"A Rose by any other Name"

“To raise or not to raise rates? That is the question.” Okay, William Shakespeare we are not, but for the month of September, we did feel quite the effects of the Fed’s decision to refrain from raising interest rates for now.  This left the rest of the financial world to wonder about the Fed’s outlook and concern over the perceived health of the US economy.  During a recent press conference Fed Chair Janet Yellen stated that, while the US economy was “sufficiently” strong to handle an interest rate increase, she was concerned that other parts of the world were not in the same economic position. Financial markets have since reacted quite negatively to this “new” news from the Fed.  So the financial markets asked a question of their own.  “What does it (the Fed) know that we don’t know?  That is the new question.”   Touché, financial markets.

The Fed’s “dual mandate” means that it has always been focused on managing inflation while pursuing full employment, but after September’s Federal Open Market Committee meeting, some have feared that the Fed introduced a new third mandate – global growth. Yellen mentioned in her September press conference that, "heightened concerns about growth in China and other emerging market economies" weighed on the decision to leave rates unchanged in September.  But her emphasis was not on boosting global growth. Rather, she and her colleagues wanted to wait for signs that the US economy might be negatively impacted.  At the time of the meeting, the Fed’s outlook for the US economy had not changed and several days later she confirmed the Fed’s expectation to raise rates later this year. 
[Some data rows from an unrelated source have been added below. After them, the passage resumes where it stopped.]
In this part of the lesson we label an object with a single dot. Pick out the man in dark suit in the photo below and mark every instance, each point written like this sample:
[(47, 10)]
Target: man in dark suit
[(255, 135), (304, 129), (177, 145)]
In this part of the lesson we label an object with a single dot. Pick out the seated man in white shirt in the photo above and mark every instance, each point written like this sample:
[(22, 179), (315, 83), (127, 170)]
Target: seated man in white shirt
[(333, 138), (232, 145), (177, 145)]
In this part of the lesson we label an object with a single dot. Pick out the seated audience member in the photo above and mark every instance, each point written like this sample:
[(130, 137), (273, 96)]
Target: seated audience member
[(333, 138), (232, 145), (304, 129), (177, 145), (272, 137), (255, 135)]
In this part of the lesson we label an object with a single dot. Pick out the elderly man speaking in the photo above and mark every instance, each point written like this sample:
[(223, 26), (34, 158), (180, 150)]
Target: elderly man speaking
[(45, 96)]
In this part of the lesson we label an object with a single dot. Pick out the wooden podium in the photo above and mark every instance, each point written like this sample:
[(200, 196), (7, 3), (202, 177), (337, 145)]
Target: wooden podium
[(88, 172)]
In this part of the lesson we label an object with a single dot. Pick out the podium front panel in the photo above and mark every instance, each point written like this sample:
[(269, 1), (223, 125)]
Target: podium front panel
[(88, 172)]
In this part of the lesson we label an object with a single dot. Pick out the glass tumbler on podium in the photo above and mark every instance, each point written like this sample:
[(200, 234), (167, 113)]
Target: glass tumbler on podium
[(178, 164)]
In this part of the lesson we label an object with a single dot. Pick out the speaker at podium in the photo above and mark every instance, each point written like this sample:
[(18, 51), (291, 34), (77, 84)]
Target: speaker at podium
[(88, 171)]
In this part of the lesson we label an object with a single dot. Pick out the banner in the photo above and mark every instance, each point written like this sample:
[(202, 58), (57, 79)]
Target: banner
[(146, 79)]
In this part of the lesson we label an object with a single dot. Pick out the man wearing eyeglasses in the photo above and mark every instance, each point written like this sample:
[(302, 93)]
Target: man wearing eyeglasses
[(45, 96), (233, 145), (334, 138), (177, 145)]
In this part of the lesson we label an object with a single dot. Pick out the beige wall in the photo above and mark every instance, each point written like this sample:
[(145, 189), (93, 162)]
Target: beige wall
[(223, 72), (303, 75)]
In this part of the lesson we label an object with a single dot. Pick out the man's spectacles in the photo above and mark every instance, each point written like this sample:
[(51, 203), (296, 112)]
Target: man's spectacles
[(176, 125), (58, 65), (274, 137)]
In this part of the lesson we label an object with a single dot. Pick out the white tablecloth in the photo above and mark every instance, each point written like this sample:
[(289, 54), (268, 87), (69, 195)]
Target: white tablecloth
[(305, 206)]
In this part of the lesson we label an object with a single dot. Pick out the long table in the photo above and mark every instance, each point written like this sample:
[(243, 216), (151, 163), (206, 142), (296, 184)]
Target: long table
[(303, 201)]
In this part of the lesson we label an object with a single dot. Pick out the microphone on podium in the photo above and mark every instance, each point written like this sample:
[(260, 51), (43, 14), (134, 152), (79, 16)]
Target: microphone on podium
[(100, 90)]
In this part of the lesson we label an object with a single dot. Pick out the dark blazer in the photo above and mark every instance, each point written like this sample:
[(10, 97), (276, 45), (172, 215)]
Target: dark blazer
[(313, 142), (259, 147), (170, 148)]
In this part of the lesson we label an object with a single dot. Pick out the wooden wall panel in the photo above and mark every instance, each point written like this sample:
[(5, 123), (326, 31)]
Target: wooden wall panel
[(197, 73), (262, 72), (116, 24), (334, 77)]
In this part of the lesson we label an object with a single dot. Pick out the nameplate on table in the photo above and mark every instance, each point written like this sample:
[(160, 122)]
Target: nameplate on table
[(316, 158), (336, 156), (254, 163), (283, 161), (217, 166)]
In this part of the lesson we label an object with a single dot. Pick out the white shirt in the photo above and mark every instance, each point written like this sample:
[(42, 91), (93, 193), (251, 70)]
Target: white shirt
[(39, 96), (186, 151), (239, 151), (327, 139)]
The takeaway is that global concerns, translated as China, are weighing more heavily on Fed policy than they had before—but not for the reasons feared. Yellen is justified in looking at global growth trends when they could negatively impact US growth (and employment).  In her second speech mentioned above, she strongly reinforced that the Fed is following the dual mandate established by Congress. Fears will likely continue, however, that given the complex interactions within a globalized economy, the Fed will be tempted to weigh its decisions in light of the global implications.

Equally interesting is the apparent tension between the timing of the first rate hike (liftoff) and the speed with which rates are raised thereafter (trajectory).  Chair Yellen has argued for most of this year that trajectory was more important than lift off, but having delayed a rate increase for the second time, it is clear that in her mind liftoff rules the day.  For this reason, we should have at least some level of comfort that when it finally does occur, liftoff will be a positive indicator for the outlook of the US economy.

Supporting the Fed’s outlook for a strengthening economy is the most recent housing and automotive data and broad employment trends.  The sentiment index of the National Association of Home Builders rose to its highest level in years along with strong single-family home sales.  Automotive units sold for the month of September exceeded expectations, putting the auto industry on pace for its best year since 2000.  While the US employment report for September was bad, the trend in several leading employment indicators continue to be positive. All of this suggests that the US consumer is alive and well.  Of course the consumer is benefitting from the effects of a strong dollar and lower energy and commodities prices.  These benefits continue to show themselves in lower gas prices, which are helping auto and hospitality sales, and lower prices of imported goods, which are boosting strong earnings for retailers.  We are, however, keeping our eye on manufacturing, as several manufacturing indicators are showing little sign of economic expansion.

To be forward looking, we do believe that the Fed is intent on raising rates soon, and we agree with its stronger US economic outlook.  But the Fed may be wary of any potential impacts that US rate increases can have on the rest of the world if those impacts can turn around and hurt the US economy. Now as to whether the Fed will pursue a “new third mandate” as central banker to the world, only time will tell.  We have learned that both William Shakespeare and Janet Yellen have one thing in common: a flair for the dramatic!